Now that genius California lawmakers have mandated that all cars in the state must be electric by 2035, it seems like a good time to ask what, exactly, this is going to do to the state's already fragile power grid.
In what will likely come as a surprise to lawmakers who we can almost guarantee didn't think about this in advance, it turns out that electrifying all of the state's vehicles could be "an immense burden" on the state's grid, according to Bloomberg.
In fact, this past week's executive order could drive up power demands in the state by as much as 9.5% over the next 10 years and 25% by 2035. This could be a "nightmare" scenario for a state where power is often so tight that rolling blackouts are ordered to prevent the system from collapsing during heat waves.
Additionally, if everyone were to plug in their vehicles at the same time, at night, the problem could be concentrated and even worse.
Erica Bowman, director of resource and environmental planning and strategy at utility Southern California Edison said: "It could go either way.
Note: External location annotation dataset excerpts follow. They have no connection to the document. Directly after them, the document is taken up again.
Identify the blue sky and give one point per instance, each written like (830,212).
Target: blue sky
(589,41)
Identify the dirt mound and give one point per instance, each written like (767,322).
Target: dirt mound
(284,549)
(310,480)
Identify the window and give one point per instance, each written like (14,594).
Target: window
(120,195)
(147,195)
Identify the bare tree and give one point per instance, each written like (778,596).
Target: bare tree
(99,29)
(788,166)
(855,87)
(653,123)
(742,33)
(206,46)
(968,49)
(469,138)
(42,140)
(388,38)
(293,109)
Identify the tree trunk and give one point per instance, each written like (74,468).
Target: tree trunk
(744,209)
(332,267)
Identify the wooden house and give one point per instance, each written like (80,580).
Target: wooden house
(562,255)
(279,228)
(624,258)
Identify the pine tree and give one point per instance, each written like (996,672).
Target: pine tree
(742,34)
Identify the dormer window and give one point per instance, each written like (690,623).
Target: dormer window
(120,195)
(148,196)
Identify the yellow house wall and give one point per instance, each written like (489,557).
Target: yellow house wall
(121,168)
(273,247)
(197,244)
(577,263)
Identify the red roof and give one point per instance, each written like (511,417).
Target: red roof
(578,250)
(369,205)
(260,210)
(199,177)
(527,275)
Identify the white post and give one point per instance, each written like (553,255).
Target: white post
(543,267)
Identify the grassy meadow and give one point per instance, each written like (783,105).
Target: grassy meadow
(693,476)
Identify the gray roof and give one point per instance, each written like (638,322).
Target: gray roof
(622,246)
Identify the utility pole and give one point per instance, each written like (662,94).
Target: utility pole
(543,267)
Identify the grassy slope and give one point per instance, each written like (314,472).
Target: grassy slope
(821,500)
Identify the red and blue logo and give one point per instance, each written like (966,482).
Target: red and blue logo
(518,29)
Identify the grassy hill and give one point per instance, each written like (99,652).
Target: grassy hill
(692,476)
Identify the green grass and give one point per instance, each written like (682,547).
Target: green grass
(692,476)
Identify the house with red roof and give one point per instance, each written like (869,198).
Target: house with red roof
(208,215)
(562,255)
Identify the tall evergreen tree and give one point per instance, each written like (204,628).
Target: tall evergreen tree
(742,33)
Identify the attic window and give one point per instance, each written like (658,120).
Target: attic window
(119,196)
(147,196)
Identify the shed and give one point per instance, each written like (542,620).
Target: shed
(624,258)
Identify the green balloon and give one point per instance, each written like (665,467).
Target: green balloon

It really depends on planning."
What planning means is the idea that people would have to stagger when and how they plug in their vehicles for charging, taking into account when the state's solar energy kicks in and when wind power peaks. Ah, yes, what a wonderful quality of life California offers, where you'll soon have to ask permission to plug in your car just to get from point A to point B.
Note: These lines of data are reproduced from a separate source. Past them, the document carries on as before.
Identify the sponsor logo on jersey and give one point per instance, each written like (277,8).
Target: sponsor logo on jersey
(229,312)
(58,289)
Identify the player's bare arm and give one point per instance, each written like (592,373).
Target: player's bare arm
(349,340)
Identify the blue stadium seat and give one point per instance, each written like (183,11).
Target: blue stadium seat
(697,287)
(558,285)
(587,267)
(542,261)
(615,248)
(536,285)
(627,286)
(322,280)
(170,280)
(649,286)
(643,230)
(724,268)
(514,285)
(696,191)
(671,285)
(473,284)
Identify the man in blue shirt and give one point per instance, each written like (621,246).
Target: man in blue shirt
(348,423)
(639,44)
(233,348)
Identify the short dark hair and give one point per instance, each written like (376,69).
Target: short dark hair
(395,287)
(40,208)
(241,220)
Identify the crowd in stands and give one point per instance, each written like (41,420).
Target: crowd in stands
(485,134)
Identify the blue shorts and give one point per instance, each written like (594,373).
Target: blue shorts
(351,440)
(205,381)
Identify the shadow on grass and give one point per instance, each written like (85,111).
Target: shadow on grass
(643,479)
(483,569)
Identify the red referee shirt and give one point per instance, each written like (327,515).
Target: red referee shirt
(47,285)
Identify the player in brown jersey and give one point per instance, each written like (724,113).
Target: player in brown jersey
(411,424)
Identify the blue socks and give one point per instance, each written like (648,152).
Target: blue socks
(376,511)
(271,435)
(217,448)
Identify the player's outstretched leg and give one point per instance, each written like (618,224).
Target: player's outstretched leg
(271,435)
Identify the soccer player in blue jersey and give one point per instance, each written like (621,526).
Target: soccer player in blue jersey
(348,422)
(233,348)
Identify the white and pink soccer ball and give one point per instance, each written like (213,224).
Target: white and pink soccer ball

Everyone plugging their car in at 6PM after work could "lead to disaster", according to the report. It's the same time everyone also decides to turn on their air conditioning, stoves and televisions. At the same time, solar power plunges around sunset, forcing gas plants to pick up the slack. If gas plants are down or there's no imports available, you wind up with a rolling blackout scenario, like the state had last month.
Jules Kortenhorst, chief executive officer of the Rocky Mountain Institute, said cars will have to "talk to the grid" to figure out when the best time to charge is: “The car will talk to the grid. ‘It’s 6 pm. Wait 15 minutes, because I’m crunched a bit.’ You won’t spend a second thinking about it.”
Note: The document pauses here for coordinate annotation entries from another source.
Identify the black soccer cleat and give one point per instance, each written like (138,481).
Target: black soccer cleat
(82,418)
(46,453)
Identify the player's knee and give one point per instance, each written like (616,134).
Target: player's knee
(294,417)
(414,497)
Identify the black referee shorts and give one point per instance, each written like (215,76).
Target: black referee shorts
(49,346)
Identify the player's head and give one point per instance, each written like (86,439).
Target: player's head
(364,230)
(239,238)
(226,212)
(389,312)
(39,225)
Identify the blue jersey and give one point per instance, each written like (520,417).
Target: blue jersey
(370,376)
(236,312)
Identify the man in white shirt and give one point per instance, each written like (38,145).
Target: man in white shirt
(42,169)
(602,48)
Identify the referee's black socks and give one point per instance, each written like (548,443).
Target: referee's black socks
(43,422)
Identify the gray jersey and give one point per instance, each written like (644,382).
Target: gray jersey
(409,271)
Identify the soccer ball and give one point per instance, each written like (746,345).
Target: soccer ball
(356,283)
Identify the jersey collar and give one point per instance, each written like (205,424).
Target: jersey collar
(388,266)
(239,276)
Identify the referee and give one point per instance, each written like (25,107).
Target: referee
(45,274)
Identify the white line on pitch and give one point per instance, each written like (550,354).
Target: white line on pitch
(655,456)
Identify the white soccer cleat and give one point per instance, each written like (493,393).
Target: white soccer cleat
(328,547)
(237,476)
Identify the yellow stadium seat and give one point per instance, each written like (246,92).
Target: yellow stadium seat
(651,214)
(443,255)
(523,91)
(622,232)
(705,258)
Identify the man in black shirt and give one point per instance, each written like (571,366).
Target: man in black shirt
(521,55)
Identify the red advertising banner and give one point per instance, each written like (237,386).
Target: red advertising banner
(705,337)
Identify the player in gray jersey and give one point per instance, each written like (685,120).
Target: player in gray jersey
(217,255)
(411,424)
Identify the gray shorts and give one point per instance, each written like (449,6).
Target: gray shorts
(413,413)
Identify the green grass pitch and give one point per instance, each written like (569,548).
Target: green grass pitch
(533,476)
Californians bought about 1.9 million cars and light duty trucks last year. The state will simply need more power if it mandates that they are all EVs going forward. It will also need to deploy charging stations much faster than it has in the past.
Pedro Pizzaro of Edison International concluded: “It’s not doable a year from now, but it is doable a decade from now. And that gives society time to deploy infrastructure for chargers and get consumers comfortable.”
And California citizens, already leaving the state in droves due to rising taxes, will be on the hook to pay for it all. But hey, back to saving the planet at all costs!